A flow chart of the investigation procedure is shown in Fig. 1. First, the sampling square (1 m × 1 m) is determined. In the case of fixed spot investigation, the sampling square is determined by land survey. In the case of HS investigation, the sampling square is visually determined first, and then its location is recorded by land survey. Surface sand (1 cm depth) from the sampling square is collected and flotation sorting using seawater is performed following the method described by Asakura (2023). Floating matter brought back to the laboratory contains particles other than MPs. MPs are sorted from the floating matter, washed with tap water, dried, visually sorted, and weighed using the method described by Asakura (2023) (Fig. 1). This study employs an investigation method that only covers a limited number of MPs with particle sizes of 1–5 mm and densities of less than 1 g/cm3. The lower limit of quantification for MPs analysis in this study is 13 mg-MPs/m2-sand (Asakura, 2023).
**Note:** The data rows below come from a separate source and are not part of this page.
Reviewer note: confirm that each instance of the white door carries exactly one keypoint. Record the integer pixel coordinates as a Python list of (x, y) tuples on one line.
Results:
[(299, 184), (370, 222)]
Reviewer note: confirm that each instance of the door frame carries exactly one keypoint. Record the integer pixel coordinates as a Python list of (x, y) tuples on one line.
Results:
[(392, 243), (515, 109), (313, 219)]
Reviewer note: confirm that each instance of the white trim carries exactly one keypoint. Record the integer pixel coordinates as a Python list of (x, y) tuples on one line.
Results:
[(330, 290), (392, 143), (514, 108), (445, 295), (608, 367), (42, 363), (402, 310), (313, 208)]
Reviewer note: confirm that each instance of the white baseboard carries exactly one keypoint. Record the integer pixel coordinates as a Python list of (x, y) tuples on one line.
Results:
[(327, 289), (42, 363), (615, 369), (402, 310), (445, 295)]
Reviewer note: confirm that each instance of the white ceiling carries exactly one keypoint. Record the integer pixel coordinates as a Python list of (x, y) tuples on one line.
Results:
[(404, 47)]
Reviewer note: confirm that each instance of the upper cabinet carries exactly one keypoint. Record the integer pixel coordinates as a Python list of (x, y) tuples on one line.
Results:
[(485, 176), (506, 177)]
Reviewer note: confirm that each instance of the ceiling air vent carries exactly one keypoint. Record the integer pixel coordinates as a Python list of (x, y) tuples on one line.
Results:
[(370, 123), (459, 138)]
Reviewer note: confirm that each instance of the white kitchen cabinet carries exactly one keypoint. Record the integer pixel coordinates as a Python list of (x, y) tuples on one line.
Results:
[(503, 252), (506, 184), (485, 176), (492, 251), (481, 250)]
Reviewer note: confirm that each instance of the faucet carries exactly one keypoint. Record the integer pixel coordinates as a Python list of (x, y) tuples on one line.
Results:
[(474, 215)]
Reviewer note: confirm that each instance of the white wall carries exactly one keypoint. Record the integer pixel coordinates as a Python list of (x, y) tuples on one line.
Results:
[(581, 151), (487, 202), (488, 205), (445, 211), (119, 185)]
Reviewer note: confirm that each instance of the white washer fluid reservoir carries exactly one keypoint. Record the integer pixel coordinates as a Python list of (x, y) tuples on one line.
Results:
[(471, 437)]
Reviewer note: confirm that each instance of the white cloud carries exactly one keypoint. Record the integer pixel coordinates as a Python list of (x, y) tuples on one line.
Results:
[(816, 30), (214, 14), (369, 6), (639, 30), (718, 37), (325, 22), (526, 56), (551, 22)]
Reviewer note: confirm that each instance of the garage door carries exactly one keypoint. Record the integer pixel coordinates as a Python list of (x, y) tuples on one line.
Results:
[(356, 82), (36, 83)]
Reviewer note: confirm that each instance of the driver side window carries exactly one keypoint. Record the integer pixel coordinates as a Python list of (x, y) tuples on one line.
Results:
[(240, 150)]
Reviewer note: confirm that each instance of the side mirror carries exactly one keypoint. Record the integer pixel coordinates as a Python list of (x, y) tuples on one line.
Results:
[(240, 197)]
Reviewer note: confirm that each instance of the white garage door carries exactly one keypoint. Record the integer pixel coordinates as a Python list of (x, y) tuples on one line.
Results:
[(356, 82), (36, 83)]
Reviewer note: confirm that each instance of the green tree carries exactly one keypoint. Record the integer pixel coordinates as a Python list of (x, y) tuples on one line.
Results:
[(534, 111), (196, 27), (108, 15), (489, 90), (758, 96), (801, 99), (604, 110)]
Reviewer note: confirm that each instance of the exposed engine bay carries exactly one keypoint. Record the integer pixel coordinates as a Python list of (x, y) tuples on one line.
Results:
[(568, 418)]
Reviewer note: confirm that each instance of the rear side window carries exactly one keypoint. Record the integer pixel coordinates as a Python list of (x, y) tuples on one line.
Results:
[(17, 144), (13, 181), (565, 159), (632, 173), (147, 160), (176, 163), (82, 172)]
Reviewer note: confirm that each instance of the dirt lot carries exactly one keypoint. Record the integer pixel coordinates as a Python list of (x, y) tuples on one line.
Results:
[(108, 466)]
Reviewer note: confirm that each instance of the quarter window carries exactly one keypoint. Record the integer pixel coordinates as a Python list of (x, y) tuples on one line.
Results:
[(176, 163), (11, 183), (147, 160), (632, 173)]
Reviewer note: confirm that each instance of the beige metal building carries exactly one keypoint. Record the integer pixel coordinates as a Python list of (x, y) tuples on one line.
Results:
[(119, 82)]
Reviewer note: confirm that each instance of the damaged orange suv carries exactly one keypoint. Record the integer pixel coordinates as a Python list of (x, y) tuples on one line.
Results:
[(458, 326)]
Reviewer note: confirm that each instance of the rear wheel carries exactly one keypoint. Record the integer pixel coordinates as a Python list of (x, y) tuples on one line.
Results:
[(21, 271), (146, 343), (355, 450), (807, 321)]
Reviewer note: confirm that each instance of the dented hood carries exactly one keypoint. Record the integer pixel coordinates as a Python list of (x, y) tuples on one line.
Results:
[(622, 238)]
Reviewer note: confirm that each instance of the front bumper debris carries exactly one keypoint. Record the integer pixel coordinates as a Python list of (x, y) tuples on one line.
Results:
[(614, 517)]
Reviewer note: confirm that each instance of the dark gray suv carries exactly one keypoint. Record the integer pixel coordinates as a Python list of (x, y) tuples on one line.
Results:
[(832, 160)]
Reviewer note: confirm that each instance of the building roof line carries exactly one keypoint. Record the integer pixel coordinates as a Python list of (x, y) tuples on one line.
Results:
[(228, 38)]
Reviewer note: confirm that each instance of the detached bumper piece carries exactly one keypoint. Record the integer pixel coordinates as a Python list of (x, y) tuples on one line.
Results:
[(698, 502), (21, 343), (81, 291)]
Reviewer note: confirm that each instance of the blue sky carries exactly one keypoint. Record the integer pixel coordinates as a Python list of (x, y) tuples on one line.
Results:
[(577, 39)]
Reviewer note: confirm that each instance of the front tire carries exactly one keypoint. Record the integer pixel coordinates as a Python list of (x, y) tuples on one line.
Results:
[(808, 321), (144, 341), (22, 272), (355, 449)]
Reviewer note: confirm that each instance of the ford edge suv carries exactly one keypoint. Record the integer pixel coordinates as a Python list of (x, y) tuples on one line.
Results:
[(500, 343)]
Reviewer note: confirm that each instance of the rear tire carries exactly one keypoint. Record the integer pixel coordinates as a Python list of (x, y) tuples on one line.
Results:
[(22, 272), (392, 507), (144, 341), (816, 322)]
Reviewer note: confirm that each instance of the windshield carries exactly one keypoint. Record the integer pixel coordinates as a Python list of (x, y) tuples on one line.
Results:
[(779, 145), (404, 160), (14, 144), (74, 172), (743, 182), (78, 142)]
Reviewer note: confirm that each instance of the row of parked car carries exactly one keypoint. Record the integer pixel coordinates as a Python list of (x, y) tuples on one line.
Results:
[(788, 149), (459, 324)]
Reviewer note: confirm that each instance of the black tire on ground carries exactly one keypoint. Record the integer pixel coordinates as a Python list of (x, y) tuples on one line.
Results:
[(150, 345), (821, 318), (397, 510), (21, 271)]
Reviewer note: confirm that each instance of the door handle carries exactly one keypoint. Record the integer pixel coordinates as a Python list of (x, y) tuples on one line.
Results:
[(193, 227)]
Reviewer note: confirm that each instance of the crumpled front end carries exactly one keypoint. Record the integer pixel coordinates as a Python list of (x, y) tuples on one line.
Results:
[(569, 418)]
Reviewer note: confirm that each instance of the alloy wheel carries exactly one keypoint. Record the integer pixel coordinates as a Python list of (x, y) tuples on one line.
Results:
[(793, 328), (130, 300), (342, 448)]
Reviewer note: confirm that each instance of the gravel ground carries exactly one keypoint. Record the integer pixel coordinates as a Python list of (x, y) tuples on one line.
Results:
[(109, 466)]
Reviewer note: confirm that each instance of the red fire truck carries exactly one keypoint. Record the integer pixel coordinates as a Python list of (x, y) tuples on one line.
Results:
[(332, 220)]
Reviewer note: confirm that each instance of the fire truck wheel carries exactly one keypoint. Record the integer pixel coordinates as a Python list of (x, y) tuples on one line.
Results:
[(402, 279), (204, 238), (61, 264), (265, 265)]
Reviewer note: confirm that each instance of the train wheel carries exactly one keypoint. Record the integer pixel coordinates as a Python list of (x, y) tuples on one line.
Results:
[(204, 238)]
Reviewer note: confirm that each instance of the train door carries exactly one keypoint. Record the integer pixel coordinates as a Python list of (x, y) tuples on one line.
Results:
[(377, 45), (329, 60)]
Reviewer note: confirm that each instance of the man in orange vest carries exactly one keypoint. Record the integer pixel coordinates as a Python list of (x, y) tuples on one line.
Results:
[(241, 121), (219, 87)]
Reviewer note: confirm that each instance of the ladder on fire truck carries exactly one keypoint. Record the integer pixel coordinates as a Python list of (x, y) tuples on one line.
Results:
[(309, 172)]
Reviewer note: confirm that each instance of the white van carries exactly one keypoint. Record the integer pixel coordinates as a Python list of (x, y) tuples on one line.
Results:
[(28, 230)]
Flow chart of procedure for investigating MPs content.

Figure 1: Flow chart of procedure for investigating MPs content.

Aluminum scoop (AL250; Wilesco, Lüdenscheid, Germany), stainless steel sieve (φ4.75 mm; Sanpo, Taiwan), handy scale (LS-50; Custom), electric dryer (ADVANTEC, DRD420DA; Advantec, Taipei City, China), electronic scale (ATY124; Shimadzu, Tokyo, Japan) were used as the main instruments for MPs analysis.

JRC (Galgani et al., 2013) recommends particle count as the standard unit of MPs. Frias et al. (2018) recommend that MPs be reported by weight as well as by number. The advantage of particle count is that it can report the presence of very small particles. The disadvantage is that when a particle is split in two, the number of particles doubles while the amount of plastic present remains constant. The advantage of weight measurement is that the amount of plastic itself can be reported. The disadvantage is that when the particles are very small, it is impossible to measure them because they are below the lower limit of quantitation of the electronic balance. In this study, we report weights in order to eliminate concerns about changes in measurements due to particle destruction when comparing the abundance of MPs at study sites. Note that the author also possesses data on the number of particles.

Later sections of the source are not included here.